“Is gentrification a municipal crime?”

Reflections and strategies on “Urban Activism: Staking Claims in the 21st Century City"

Keywords: gentrification, solidarity, photography, ethnography, empowerment

In this photographic ethnography, Dominic T. Moulden reflects upon his own organizing experiences with ONE D.C. in Washington D.C.- the capital of empire. He shows homes that have been evicted and scenes of gentrification, while offering the framework that “gentrification is a crime,” an analytic that would benefit scholar activists and community organizers to further explore. Moulden also proposes organizing strategies to address the issues of poor, Black, Brown, Indigenous, and all working-class people’s claim to a right to the city, particularly in Covid-19 contexts. Research and organizing must be brave enough to create zones of contestation and liberation, including ‘No Displacement Zones’ to contest the neoliberal politics and zones of gentrification.
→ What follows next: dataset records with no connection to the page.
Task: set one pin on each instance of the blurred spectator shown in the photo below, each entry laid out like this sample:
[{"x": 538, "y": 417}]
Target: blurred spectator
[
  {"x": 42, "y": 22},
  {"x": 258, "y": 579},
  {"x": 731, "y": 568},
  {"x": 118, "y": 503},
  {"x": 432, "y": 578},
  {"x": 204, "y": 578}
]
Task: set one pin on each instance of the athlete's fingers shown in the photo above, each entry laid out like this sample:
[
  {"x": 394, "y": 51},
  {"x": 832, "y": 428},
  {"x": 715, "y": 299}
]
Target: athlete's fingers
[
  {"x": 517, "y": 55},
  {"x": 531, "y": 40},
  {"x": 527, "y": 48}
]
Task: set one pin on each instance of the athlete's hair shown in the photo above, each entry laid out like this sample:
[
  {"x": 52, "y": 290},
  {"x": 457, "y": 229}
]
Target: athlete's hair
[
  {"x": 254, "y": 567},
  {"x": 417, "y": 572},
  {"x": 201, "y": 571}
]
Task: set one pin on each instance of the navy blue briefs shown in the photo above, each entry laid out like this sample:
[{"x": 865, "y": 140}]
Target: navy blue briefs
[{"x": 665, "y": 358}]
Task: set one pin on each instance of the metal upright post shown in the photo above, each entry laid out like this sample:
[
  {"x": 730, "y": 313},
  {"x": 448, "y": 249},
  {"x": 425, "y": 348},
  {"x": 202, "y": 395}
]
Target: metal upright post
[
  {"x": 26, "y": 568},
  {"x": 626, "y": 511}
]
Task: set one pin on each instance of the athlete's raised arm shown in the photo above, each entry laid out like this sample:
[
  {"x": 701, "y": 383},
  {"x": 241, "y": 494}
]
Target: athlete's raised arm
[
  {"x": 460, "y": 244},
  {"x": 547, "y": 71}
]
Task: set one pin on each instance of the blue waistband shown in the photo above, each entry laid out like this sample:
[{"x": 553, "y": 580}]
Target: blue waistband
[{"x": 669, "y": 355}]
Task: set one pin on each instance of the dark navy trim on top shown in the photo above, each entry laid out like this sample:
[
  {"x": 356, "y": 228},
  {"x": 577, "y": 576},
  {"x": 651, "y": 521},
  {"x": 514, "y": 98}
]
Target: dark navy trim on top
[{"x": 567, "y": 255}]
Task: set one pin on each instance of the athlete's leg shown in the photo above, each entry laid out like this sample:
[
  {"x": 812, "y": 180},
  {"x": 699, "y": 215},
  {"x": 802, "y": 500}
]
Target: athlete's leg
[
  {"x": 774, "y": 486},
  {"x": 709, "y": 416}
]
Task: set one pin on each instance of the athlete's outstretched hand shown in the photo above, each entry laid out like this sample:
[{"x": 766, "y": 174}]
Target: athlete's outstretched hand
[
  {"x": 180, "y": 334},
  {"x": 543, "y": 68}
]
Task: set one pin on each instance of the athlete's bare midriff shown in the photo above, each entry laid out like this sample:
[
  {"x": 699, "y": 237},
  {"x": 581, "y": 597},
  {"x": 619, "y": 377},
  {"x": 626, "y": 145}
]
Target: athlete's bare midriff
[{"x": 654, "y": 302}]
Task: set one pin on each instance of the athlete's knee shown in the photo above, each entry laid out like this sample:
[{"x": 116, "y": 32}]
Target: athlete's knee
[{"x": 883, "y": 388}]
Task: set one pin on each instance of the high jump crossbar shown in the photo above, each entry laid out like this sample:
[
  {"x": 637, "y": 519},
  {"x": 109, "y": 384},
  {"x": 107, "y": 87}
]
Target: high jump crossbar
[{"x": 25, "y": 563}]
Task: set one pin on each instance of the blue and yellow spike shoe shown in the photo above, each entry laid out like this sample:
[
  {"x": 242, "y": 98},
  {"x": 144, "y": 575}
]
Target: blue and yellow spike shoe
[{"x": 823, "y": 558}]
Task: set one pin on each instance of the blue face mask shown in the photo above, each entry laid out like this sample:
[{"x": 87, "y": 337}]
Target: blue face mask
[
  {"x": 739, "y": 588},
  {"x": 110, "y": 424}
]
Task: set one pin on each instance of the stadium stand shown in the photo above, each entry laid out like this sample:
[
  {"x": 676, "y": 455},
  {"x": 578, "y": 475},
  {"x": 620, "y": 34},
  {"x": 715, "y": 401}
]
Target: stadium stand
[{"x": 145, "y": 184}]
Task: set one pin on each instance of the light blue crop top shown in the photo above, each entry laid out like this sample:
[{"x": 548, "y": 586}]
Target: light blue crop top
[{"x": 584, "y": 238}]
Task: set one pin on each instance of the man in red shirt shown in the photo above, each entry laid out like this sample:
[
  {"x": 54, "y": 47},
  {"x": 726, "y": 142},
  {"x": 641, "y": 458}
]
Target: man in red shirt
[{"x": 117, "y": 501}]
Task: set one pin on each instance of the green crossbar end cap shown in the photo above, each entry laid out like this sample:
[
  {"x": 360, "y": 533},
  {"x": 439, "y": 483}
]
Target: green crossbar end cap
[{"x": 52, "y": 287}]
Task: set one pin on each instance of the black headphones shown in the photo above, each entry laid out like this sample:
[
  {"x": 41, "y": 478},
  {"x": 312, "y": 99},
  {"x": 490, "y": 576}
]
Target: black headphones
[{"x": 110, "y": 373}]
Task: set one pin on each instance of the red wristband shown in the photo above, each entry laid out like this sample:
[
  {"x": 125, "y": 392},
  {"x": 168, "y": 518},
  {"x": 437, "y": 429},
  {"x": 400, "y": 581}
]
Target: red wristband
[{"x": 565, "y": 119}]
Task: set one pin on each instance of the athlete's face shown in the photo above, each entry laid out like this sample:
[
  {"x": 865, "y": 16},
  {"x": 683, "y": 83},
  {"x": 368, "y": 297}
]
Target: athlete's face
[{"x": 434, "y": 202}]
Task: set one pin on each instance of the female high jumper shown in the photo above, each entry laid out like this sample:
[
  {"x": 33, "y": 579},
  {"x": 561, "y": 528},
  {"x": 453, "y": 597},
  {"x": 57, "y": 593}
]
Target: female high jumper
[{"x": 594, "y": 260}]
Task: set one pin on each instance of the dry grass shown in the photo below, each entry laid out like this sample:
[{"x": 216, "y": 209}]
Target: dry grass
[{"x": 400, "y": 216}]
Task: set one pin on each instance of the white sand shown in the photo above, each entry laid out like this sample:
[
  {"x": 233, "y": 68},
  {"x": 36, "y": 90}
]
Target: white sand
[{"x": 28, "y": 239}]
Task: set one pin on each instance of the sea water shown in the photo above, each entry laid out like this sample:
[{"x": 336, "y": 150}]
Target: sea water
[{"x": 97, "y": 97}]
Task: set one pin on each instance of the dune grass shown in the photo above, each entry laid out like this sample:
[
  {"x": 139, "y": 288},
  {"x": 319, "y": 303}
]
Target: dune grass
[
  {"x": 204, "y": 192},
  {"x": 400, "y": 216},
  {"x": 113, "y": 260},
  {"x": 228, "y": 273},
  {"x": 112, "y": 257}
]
Dominic T. Moulden is a longtime resource organizer at Organizing Neighborhood Equity (ONE DC), a collectively-led organization that builds people power and economic and racial equity in Washington, DC. He is a frequent lecturer at various universities and conferences regarding equitable revitalization, cooperative economics, affordable housing, workplace democracy, community development, and public policy. Moulden is also a community-accountable photographer and social justice documentarian. A native of east Baltimore, his images celebrate Black love and resilience while providing uncompromising witness to the ongoing displacement of Afrodiasporic people in Baltimore and elsewhere in the Americas. His creative practice and organizing work are both dedicated to fostering a culture of health that includes art, joy, and radical resource redistribution.